[PATCH] RISC-V: KVM: Redirect instruction access fault trap to guest

Sat Sep 14 09:39:45 PDT 2024

Hi Anup,

On 2024-09-12 11:32 PM, Anup Patel wrote:
> On Fri, Sep 13, 2024 at 6:09 AM Samuel Holland
> <samuel.holland at sifive.com> wrote:
>>
>> On 2024-09-12 4:03 AM, Quan Zhou wrote:
>>>
>>> On 2024/8/29 14:20, zhouquan at iscas.ac.cn wrote:
>>>> From: Quan Zhou <zhouquan at iscas.ac.cn>
>>>>
>>>> The M-mode redirects an unhandled instruction access
>>>> fault trap back to S-mode when not delegating it to
>>>> VS-mode(hedeleg). However, KVM running in HS-mode
>>>> terminates the VS-mode software when back from M-mode.
>>>>
>>>> The KVM should redirect the trap back to VS-mode, and
>>>> let VS-mode trap handler decide the next step.
>>>>
>>>> Signed-off-by: Quan Zhou <zhouquan at iscas.ac.cn>
>>>> ---
>>>>   arch/riscv/kvm/vcpu_exit.c | 1 +
>>>>   1 file changed, 1 insertion(+)
>>>>
>>>> diff --git a/arch/riscv/kvm/vcpu_exit.c b/arch/riscv/kvm/vcpu_exit.c
>>>> index fa98e5c024b2..696b62850d0b 100644
>>>> --- a/arch/riscv/kvm/vcpu_exit.c
>>>> +++ b/arch/riscv/kvm/vcpu_exit.c
>>>> @@ -182,6 +182,7 @@ int kvm_riscv_vcpu_exit(struct kvm_vcpu *vcpu, struct
>>>> kvm_run *run,
>>>>       ret = -EFAULT;
>>>>       run->exit_reason = KVM_EXIT_UNKNOWN;
>>>>       switch (trap->scause) {
>>>> +    case EXC_INST_ACCESS:
>>>
>>> A gentle ping, the instruction access fault should be redirected to
>>> VS-mode for handling, is my understanding correct?
>>
>> Yes, this looks correct.

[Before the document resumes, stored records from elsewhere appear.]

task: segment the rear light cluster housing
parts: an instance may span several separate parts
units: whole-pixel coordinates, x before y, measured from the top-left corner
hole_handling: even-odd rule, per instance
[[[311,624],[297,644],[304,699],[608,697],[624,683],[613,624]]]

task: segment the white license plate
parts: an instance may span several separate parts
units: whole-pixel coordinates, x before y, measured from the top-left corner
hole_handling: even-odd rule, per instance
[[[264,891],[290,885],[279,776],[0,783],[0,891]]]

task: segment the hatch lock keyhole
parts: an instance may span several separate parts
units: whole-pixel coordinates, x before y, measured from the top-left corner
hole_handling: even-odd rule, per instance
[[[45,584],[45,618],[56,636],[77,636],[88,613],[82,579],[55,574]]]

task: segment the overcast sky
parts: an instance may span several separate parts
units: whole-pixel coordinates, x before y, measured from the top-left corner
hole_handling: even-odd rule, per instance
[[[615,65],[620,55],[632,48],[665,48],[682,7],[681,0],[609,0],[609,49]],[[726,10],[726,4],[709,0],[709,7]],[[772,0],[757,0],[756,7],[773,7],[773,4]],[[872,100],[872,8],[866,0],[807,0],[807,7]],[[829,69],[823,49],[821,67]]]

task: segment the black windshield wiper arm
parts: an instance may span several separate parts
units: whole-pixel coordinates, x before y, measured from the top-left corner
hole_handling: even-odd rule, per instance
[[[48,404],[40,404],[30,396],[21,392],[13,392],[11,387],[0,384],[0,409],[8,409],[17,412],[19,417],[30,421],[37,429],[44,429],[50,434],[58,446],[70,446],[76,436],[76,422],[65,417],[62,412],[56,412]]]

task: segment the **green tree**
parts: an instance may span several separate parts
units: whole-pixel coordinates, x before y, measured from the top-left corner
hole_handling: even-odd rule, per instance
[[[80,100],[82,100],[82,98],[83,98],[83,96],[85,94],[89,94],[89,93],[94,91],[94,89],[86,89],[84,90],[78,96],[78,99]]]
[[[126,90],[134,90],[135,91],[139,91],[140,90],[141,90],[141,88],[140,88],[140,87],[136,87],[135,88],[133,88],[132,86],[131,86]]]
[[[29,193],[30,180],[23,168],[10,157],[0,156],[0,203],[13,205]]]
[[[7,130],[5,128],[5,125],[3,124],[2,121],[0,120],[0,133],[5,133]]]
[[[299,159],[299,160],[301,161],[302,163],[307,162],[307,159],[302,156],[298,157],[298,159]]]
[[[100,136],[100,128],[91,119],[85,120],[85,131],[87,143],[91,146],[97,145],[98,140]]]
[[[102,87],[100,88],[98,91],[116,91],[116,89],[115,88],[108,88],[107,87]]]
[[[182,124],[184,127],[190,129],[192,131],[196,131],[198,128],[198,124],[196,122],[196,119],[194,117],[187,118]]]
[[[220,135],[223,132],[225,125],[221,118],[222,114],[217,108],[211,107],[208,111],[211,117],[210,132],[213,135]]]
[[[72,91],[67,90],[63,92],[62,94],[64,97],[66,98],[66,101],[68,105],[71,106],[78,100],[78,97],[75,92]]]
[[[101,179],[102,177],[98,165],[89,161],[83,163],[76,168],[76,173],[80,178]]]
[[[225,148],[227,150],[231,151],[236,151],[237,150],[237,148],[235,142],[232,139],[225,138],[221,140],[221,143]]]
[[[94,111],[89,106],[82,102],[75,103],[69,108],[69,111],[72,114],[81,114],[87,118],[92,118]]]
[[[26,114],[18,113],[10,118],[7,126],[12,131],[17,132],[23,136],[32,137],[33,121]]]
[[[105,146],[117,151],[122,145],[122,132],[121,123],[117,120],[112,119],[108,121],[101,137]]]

However, I believe it would be equivalent (and more
>> efficient) to add EXC_INST_ACCESS to KVM_HEDELEG_DEFAULT in asm/kvm_host.h.
>>
>> I don't understand why some exceptions are delegated with hedeleg and others are
>> caught and redirected here with no further processing. Maybe someone thought
>> that it wasn't valid to set a bit in hedeleg if the corresponding bit was
>> cleared in medeleg? But this doesn't make sense, as S-mode cannot know which
>> bits are set in medeleg (maybe none are!).
>>
>> So the hypervisor must either:
>>  1) assume M-mode firmware checks hedeleg and redirects exceptions to VS-mode
>>     regardless of medeleg, in which case all four of these exceptions can be
>>     moved to KVM_HEDELEG_DEFAULT and removed from this switch statement, or
>>
>>  2) assume M-mode might not check hedeleg and redirect exceptions to VS-mode,
>>     and since no bits are guaranteed to be set in medeleg, any bit set in
>>     hedeleg must _also_ be handled in the switch case here.
>>
>> Anup, Atish, thoughts?
> 
> Any exception delegated to VS-mode via hedeleg means it is directly delivered
> to VS-mode without any intervention of HS-mode. This aligns with the RISC-V
> priv specification and there is no alternate semantics assumed by KVM RISC-V.
> 
> At the moment, for KVM RISC-V we are converging towards the following
> approach:
> 
> 1) Only delegate "supervisor expected" traps to VS-mode via hedeleg
> which supervisor software is generally expected to directly handle such
> as breakpoint, user syscall, inst page fault, load page fault, and store
> page fault.
> 
> 2) Other "supervisor unexpected" traps are redirected to VS-mode via
> software in HS-mode because these are not typically expected by supervisor
> software and KVM RISC-V should at least gather some stats for such traps.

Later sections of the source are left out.